Long post, this is basically a mini essay, but curious to hear your thoughts on it.
Something I've found concerning in the last decade is how fewer and fewer people, especially among younger generations will discover new music through sheer love of music. They basically only listen to new music, and by that I mean new-to-them, if they're forced to.
In the late '90s and early 00s, when Napster and later Limewire came out, I would spend hours on the computer just clicking through stuff, giving the family computer viruses, stumbling upon NSFW audio files, and occasionally: Something great that I'd never heard before. When MySpace came out, it was an endless rabbit hole of new bands. I would listen to their music players, which often just contained short samples of tracks on repeat, and then I would click through their friends' lists and find new bands. I'd open up Wikipedia and sort "heavy metal bands by country" and go through them alphabetically, hunting down their MySpaces. I would swing by the CD store every chance I got, and would sometimes buy new CDs just because it seemed cool.
The next day at school, my friends and I would trade bands.
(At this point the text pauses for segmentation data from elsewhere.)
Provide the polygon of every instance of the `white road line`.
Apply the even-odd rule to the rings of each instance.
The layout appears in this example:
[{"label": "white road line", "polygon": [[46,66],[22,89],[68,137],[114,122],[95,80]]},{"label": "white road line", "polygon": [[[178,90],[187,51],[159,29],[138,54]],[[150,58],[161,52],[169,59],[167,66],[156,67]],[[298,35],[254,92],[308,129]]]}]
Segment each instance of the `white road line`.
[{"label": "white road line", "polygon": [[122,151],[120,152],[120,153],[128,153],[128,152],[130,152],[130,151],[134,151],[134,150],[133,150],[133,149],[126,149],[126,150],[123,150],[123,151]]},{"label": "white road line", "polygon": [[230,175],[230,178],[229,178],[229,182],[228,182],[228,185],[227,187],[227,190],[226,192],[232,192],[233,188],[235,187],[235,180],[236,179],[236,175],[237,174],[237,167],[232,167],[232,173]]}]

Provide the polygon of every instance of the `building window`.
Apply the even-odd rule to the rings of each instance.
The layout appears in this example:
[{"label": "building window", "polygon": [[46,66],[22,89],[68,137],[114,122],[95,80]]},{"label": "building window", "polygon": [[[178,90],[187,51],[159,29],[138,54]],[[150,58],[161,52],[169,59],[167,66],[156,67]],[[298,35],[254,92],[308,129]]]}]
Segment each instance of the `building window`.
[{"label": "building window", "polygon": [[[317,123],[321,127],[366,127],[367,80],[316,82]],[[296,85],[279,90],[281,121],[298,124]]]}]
We'd write down the names of the best bands we discovered through any of the aforementioned means and exchange them.
To this day, I will just kick back and listen to music for hours instead of watching movies, playing video games, and all these other things people seem to do in their free time for entertainment now.
Everyone I went to highschool with did this. My parents did this back in the tape days. Gen-X definitely did this, boomers did it, etc.
Seemingly nobody, unless they are a self-professed "music lover" across age ranges now, does this: Just listens to music for the sake of pure enjoyment.
Instead, what we're seeing is that other entertainment mediums are serving as kingmaker; the filter for who gets heard and who doesn't. It seems to be now, that having your music placed in a trailer, video game, TV show, or film, is serving as a subconscious signal to average people that it is worthwhile, and music which isn't in these things probably sucks. I would point to the examples of Crazy Lixx and Wig Wam. Both Rock bands from Scandinavia had been around 20 years before finding global success. It took the Friday The 13th Game and the HBO show "Peacemaker", respectively, for these bands (particularly Wig Wam) to go from getting dropped by their agent due to "lack of interest in the band" the day before, to playing on National TV the next.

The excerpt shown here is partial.